Мультипроза, или Третий гнойниковый период | страница 4



– Зачем ты меня ешь-то, гадючка ты этакий, экий, кий, ий!

– Ну и ладно... – хитро ушел от ответа Мосин; он стал давиться толстой кишкой, которую уже прокусил во внутренностях Потекоковой.

Разодрав ее, он вцепился в ломоть сыра «Российского».

– Всего-то чуток, дорогая...

Потекокова однако силой торса отшвырнула Мосина и покатилась прочь с ногой Трополовской во рте.

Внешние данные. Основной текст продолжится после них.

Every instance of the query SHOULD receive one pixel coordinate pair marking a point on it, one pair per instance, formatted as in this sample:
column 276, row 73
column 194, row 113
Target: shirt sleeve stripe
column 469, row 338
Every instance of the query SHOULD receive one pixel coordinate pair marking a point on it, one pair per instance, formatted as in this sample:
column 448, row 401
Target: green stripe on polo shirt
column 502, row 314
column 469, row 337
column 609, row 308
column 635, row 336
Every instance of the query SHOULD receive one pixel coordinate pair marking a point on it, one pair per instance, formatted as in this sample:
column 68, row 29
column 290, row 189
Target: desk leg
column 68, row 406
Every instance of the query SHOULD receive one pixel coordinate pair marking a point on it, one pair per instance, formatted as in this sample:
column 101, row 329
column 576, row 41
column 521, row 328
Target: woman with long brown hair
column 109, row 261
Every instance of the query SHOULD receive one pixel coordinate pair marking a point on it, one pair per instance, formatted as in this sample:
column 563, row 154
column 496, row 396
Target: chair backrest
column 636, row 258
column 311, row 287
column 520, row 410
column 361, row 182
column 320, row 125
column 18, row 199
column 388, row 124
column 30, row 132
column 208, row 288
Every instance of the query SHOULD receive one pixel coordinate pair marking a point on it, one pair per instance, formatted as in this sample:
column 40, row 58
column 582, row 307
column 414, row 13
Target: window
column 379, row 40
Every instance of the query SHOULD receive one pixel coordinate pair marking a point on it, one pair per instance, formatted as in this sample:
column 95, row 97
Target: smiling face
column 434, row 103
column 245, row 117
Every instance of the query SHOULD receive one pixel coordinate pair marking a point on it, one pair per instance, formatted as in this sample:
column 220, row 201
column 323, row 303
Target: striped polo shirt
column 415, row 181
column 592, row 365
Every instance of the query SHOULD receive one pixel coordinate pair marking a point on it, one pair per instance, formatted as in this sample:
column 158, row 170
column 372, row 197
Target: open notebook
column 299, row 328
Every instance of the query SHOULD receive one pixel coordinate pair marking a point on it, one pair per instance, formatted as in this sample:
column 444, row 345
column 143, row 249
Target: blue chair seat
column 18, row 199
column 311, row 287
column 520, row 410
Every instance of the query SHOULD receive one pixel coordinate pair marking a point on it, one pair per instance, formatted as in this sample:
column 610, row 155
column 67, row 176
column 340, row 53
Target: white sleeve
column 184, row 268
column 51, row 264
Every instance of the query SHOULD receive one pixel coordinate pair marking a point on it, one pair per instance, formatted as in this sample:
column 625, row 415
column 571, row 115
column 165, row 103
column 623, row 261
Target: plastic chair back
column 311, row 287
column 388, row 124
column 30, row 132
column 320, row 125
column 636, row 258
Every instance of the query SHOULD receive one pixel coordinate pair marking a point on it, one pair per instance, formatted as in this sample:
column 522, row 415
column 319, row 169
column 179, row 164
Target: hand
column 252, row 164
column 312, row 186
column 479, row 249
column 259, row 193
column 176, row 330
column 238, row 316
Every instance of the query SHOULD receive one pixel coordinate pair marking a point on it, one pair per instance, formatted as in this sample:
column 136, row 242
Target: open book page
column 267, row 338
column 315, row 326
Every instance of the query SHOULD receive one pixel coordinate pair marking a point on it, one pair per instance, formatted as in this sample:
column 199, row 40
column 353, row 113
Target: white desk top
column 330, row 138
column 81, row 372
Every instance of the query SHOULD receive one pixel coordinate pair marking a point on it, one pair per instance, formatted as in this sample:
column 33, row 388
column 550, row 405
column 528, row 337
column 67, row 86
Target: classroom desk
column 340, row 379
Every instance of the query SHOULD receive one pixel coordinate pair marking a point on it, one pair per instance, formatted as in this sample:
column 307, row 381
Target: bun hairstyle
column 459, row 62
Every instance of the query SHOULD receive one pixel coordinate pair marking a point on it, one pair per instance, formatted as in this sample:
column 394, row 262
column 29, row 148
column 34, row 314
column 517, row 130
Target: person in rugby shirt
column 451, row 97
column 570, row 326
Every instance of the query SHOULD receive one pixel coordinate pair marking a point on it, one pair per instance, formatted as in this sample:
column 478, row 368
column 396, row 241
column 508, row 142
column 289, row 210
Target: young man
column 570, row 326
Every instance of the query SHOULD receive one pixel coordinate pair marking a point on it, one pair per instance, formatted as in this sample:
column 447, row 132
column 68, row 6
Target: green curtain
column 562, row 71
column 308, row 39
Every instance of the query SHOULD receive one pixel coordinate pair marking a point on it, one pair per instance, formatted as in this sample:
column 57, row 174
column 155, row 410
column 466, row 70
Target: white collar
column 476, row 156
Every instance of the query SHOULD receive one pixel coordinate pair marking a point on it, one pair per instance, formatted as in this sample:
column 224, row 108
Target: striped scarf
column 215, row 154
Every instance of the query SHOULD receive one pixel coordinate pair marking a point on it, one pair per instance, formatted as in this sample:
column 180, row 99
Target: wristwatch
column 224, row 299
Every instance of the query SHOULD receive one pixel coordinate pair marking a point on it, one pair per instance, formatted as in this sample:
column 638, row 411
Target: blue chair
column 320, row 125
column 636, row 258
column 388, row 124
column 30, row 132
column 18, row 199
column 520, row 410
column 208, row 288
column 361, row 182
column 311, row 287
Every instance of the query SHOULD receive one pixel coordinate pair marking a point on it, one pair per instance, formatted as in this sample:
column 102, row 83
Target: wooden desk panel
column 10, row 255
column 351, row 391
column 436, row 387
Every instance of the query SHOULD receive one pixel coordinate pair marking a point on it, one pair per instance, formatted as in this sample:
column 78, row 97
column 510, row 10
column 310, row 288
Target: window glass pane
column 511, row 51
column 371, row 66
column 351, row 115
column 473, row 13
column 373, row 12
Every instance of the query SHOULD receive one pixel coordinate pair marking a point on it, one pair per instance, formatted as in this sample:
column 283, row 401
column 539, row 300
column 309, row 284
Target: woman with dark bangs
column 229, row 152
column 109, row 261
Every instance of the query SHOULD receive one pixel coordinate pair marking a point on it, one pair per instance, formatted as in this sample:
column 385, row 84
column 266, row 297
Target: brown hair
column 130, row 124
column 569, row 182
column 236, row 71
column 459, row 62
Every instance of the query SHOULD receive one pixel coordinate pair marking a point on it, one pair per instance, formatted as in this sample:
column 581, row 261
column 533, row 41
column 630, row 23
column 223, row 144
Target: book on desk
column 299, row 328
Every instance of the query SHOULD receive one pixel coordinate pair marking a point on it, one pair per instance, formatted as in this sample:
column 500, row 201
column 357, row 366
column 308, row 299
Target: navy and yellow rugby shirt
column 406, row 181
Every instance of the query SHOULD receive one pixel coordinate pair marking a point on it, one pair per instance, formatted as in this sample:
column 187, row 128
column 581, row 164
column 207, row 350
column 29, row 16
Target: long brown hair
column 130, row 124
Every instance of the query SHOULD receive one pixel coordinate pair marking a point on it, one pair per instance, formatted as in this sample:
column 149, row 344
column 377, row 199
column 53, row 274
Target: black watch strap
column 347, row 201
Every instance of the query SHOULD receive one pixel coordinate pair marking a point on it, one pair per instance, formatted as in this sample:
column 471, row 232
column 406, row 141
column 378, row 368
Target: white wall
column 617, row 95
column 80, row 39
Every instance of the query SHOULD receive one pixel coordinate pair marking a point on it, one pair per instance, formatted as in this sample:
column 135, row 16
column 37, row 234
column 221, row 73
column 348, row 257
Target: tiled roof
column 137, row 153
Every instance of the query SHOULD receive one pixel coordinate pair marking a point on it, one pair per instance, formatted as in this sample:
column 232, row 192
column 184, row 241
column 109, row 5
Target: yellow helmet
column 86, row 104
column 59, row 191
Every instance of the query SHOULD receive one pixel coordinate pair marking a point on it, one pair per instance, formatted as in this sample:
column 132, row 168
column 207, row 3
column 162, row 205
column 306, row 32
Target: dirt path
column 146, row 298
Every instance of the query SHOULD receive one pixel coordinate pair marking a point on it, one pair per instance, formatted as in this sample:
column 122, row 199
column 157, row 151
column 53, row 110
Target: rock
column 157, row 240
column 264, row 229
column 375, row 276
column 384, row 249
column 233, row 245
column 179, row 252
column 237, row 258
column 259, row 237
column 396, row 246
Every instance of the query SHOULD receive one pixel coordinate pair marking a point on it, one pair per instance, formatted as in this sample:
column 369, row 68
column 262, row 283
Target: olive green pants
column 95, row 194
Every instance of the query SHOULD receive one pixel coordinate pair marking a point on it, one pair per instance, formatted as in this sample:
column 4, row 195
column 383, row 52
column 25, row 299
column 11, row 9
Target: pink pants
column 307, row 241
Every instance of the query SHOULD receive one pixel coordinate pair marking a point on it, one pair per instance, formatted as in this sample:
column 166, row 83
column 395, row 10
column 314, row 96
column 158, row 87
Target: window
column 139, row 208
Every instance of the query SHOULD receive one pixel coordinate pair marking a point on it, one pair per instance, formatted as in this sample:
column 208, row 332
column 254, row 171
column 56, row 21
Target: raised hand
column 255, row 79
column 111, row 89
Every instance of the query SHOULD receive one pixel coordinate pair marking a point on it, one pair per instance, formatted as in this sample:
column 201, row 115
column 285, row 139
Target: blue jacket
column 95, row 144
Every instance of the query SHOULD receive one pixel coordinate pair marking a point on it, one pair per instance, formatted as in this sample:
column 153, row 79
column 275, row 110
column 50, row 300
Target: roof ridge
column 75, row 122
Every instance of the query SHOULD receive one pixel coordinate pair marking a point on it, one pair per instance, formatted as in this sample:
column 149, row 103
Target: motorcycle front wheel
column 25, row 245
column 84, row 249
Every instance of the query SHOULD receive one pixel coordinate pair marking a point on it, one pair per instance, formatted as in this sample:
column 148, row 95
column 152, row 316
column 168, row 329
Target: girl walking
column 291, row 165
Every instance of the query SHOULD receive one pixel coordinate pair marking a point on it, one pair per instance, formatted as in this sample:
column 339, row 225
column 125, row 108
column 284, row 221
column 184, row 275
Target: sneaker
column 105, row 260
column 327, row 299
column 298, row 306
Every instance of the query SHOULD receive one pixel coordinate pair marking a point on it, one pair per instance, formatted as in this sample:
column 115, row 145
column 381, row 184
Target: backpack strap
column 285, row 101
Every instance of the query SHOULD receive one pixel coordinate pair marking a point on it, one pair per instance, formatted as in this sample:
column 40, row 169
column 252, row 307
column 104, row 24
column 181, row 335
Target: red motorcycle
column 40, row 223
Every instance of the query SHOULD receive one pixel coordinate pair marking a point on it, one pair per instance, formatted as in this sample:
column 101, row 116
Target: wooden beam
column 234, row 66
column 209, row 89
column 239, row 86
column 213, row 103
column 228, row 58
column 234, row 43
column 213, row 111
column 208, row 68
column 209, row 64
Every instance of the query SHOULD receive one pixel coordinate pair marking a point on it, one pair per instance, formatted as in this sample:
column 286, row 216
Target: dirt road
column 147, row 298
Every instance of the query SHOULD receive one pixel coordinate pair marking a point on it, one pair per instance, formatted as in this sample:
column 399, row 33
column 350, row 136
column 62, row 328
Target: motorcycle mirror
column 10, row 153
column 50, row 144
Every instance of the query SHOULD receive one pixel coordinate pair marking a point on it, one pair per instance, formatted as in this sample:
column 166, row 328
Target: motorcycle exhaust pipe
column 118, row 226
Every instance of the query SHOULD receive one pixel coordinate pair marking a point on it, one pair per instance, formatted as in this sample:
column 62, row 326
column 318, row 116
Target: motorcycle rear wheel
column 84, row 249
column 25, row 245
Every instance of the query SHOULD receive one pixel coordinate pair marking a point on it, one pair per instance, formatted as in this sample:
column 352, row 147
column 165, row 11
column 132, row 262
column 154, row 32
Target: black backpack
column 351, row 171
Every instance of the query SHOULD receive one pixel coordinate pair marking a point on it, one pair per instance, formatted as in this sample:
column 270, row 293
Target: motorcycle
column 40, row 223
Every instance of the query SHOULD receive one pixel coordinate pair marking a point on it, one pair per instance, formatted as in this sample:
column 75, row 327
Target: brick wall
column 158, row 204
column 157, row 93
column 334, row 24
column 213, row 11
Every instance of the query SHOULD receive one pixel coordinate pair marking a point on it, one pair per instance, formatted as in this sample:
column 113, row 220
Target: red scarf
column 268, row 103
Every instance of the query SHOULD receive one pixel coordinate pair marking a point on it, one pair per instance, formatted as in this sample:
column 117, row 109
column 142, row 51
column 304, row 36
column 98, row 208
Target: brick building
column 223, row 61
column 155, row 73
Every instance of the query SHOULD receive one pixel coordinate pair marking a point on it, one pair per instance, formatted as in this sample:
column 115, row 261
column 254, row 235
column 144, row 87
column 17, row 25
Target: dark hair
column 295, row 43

– И куда несешь ты мене? – скрипела старая нога. – Съешь ты мене да и все. А мене ведь еще походить охота. Как, бывало, пойдем с Трополовской по мясо или по пельмени «Останкинские Традиционные»...

– Плевать мне на Прополовскую твою! – ответила Потекокова.

Несытый старик Мосин, дивясь побегу Потекоковой, лишь развел руками, присел и призадумался о жизни своей.

4. Планы зверского убийства

Хорошо раньше старик Мосин жил, ох хорошо!

Вот живет он в новой квартире в Ебуново-Горюново, дни свои коротает, об октябре шумном скучает. Вечерами революционну песню поет, а днем весело костылем постукивает на лестнице, медальками побрякивает – торопится Мосин во двор, в домино сразиться с другими стариками.

А по воскресным уикэндам призывает он номенклатурного сына в кожаном плаще к себе в комнату-музей и рассказывает:

– Вон шинелишка моя, а вот кальсоны мои, понимаешь, от времени пожелтелые. В роковом-пороховом как пальнул однажды враг на рассвете... Ну, мы все в кальсонах и повыскакивали на врага-то посмотреть да поразмышлять о его негуманном поступке... Вот они, те кальсоны...

А сын жену свою светлолицую да дебелую, да с глазами навыкате тихо за руку берет, гладит, и вместе они поют тихими голосами песню «Русское поле».

– Эх и крепкая песня, словно стакан водки, – одобрительно говорит Мосин после долгого молчания и смахивает слезу. – Сильно ж ты в душу мою сложную заглянул, сын...

И тут же внуки обступают Мосина и про Чебурашку пищат, про Бонифация, про Леопольда и про другую всякую дребедень-день-день, – и в ладоши хлопают.

– Одно мы дело делаем, отец, – говорит номенклатурный сын, упругой ножкой оземь бьет и румяной щечкой подрыгивает, и в кожаный плащ запахивается, и тысячу коррупционных рублей в карман кладет для подкупа властных структур.

А старик на кисет указывает и продолжает рассказ:

– А вот кисет тот, который мне тысяча девушек в тылу вышивала...

Номенклатурный сын песню «Давай закурим» поет, белолицую дебелицу поглаживает, и друг к дружке они головами кудрявыми прислоняются, и по комнате ходят да бродят, словно два голубка; в окна с двенадцатого этажа поглядывают, семечки пощелкивают, в унитаз и в раковину поплевывают и похаркивают...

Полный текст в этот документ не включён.